Grugger war bei der Landung nach dem Mausefallen-Sprung schwer gestürzt, hatte ein Schädelhirntrauma und Brustverletzungen erlitten und liegt nach einer fünfstündigen Notoperation auf der Intensivstation der Universitätsklinik Innsbruck. "Erst wenn sich da eine positive Tendenz abzeichnet, sollten wir über andere Dinge diskutieren", sagte Assinger angesprochen auf das Thema Sicherheit und Gefährlichkeit der Streif.

"Solche Stürze werden sich nie verhindern lassen, und man darf jetzt auch nicht mit der Analyse übers Knie brechen. Wir müssen festhalten, dass es für den Sport ausgebildete und trainierte Athleten sind. Sie arbeiten acht Monate darauf hin und sind auf alle Eventualitäten geschult. Aber keiner ist vor Fehlern gefeit", meinte Assinger.

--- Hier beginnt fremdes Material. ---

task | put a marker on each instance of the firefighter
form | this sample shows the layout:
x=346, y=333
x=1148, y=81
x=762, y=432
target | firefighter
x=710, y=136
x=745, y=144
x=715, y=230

Dazu, dass ein paar Rennläufer nach dem Grugger-Unfall von Angst während ihrer Trainingsfahrt sprachen, sagte Assinger: "Zum Spitzensport gehört Angst dazu. Der eine akzeptiert Angst, der andere schiebt sie auf die Seite." Schlussendlich wisse jeder genau, auf was er sich einlasse, wenn er am Start stehe.